Красавчик, весь захваченный мыслью о предстоящем заработке, забыл о портсигаре. Теперь вспомнил, и движение Митьки точно пришибло его. Он широко раскрытыми глазами следил за Митькиной рукой, и краска начала сбегать с его лица.
– Ты… ты… украл? – с трудом прошептал он, словно выпутывая слова из чего-то плотного, тяжелого, придавившего их.
Митька самодовольно ухмыльнулся:
– Понятно.
И добыл из-за пазухи портсигар.
У Красавчика и руки опустились. Он побледнел и печально понурился. Ему казалось, что сердце его начинает холодеть.
– Все пропало теперь, все пропало… – шепнули его побелевшие губы, и он отвернулся, закусив нижнюю губу… Горький клубок подкатывался к горлу.
Митька, поглощенный рассматриванием портсигара, не заметил, что творилось с Красавчиком. Он раскрыл портсигар и, найдя пробу, с довольной миной захлопнул его.
– Скуржевый, – одобрительно вымолвил он, – целковых 20 стоит, а то и больше. Посмотри-ка, Красавчик.
Но Мишка и головы не повернул, точно не слыхал друга. Это слегка озадачило Митьку.
– Миша! – позвал он.
Никакого ответа. Рука Красавчика нервно ломала какую-то щепку, и он делал странные движения, словно безуспешно старался проглотить что-то, застрявшее в горле.
– Миша! – снова позвал Митька уже несколько робко.
Красавчик нехотя обернулся. Губы его дрожали, и в глазах, затуманенных слезами, светился немой печальный укор. Взгляд этот проник в душу Митьки, и что-то тревожное шевельнулось в ней. Митька почувствовал себя виноватым.
– Чего ты? – пробурчал он, вертя в руках злополучный портсигар.
– Ничего… Сам знаешь… Теперь… теперь уж ничего не заработать у этого барина… Эх, Митя…
Горло совсем перехватило… Слезы покатились из глаз. Красавчик кинулся лицом в траву.

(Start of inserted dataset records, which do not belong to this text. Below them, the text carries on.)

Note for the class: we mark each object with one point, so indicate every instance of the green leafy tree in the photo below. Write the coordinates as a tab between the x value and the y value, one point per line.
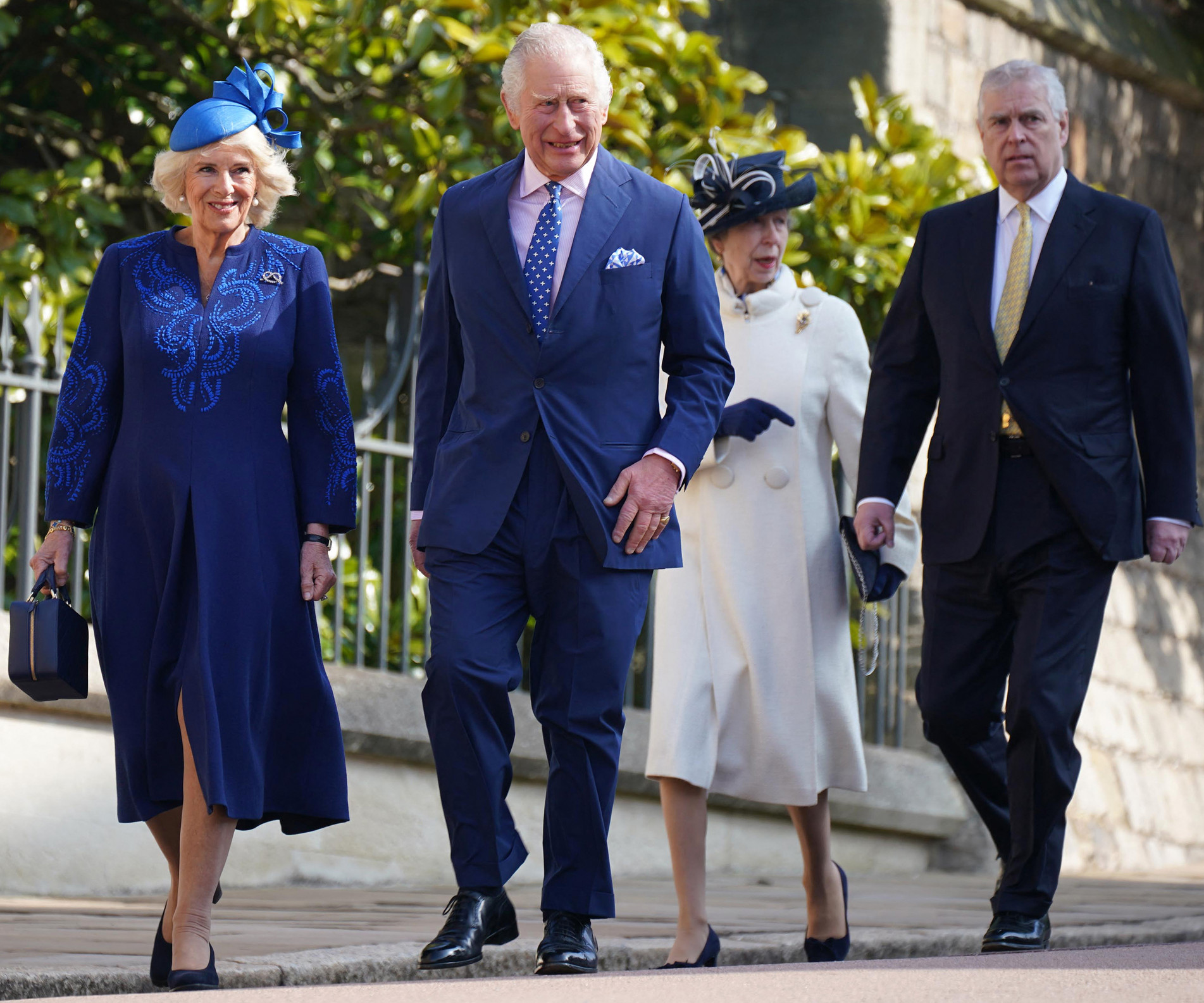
855	240
397	101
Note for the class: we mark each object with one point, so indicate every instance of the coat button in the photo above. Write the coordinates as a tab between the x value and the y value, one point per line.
777	477
721	476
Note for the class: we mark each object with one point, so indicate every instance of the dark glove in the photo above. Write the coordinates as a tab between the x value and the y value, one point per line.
886	584
749	418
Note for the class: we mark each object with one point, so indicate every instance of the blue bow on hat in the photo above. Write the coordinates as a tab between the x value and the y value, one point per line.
239	101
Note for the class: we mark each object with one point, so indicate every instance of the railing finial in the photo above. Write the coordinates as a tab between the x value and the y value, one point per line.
6	339
61	346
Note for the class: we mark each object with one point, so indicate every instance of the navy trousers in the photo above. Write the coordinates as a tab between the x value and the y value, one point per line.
1022	616
588	619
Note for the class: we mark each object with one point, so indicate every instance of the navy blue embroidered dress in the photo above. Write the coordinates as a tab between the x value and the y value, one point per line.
169	433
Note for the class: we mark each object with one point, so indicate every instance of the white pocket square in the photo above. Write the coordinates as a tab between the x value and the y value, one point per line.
624	259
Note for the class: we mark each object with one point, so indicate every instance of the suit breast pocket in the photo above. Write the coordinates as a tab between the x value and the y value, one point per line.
633	292
1095	290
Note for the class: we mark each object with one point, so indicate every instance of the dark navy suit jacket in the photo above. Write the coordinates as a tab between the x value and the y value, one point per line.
1101	354
485	382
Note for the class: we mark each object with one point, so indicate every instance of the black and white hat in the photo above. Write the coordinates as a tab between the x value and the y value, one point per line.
728	193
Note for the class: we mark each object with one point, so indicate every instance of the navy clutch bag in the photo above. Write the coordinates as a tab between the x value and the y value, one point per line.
865	563
49	644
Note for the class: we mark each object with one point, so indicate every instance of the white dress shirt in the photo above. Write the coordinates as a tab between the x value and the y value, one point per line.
1043	205
529	196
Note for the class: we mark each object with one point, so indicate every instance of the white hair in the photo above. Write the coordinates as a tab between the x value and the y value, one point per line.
1025	70
553	41
273	180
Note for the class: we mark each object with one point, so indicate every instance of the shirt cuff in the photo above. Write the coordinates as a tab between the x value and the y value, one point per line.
672	459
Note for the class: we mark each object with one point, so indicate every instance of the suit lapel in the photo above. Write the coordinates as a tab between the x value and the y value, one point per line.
978	265
605	205
495	216
1068	230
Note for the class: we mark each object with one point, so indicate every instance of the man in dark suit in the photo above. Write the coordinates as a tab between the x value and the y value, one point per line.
1045	318
545	477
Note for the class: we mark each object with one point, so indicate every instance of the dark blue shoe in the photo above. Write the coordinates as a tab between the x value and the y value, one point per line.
161	957
190	980
707	959
833	948
161	954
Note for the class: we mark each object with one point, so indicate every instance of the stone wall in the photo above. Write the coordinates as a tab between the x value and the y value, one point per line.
1141	799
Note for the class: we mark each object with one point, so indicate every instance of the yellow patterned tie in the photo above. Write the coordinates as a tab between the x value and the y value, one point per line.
1012	305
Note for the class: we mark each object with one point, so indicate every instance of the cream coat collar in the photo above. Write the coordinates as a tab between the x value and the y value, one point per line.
781	293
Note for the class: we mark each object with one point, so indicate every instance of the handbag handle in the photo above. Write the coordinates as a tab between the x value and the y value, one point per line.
49	582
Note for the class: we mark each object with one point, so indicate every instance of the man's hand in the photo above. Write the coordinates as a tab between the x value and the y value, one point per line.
874	524
649	487
1165	541
418	556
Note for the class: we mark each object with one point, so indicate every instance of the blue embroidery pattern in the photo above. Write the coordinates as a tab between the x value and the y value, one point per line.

Митька растерянно вертел в руках портсигар, не смея почему-то взглянуть на приятеля. Он слышал глухой плач, и жалость к другу шевелилась в душе. В ушах его еще стоял веселый говор Красавчика, мечтавшего о честном заработке, и Митька вдруг почувствовал себя гадко: в нем шевельнулось сознание совершенного скверного поступка. И странным было это чувство: никогда еще Митька не переживал ничего подобного.
Он робко взглянул на распростертого Красавчика. Плечи того судорожно вздрагивали, волосы сбились, и в них запутались тонкие грязные пальцы. И среди сияющей торжественной природы такой несчастной и убитой горем казалась эта маленькая хрупкая фигурка, что совсем-совсем скверно стало на душе у Митьки. От жалости защекотало что-то в горле, и Митька окончательно почувствовал себя преступником. Он насупился пуще прежнего и нерешительно пододвинулся к Мишке.
– Миша, – дрогнувшим голосом произнес он, дотрагиваясь до плеча друга.
Тот дернулся так, словно желая скинуть с себя Митькину руку. Митька виновато отдернул ее.
«Эх, все хорошо было, принесло же этого барина, – со злобой подумал он и добавил: – А меня-то тоже дернула нелегкая!»
Впервые в жизни он не чувствовал удовлетворения от удачной кражи и не мог гордиться своим подвигом. Горе друга переворачивало душу. Митька кусал губы, не зная, чем утешить Мишку, и на чем свет стоит клял себя.
– Миша, брось реветь-то, – снова вымолвил он. – Мы уладим это как-нибудь… Не знал я, право, что так выйдет…
И виноват ли ласковый голос, которым это было сказано, или обещание уладить дело подействовали на Красавчика, но он повернул к приятелю заплаканное лицо. Глаза взглянули вопросительно из-под влажных от слез ресниц.
– Устроим, верно устроим, – повторил Митька, – не плачь только, Красавчик. Мы сделаем все… Эх, право, нелегкая меня дернула спулить портсигар!
– Зачем это ты?
От упрека снова сделалось скверно на душе. Митька виновато отвел взор от товарища.
– Так просто… по привычке…
– А говорил, что не будешь шманать… И теперь вот мне нельзя идти к барину.
Странное, совсем непривычное чувство шевельнулось в Митькиной душе. Это было раскаяние и искреннее желание исправить совершенное. Он не мог выносить укоризненного взгляда товарища и хмуро глядел на озеро.
– И если бы барин поймал тебя, – продолжал Мишка, – ну что бы тогда было?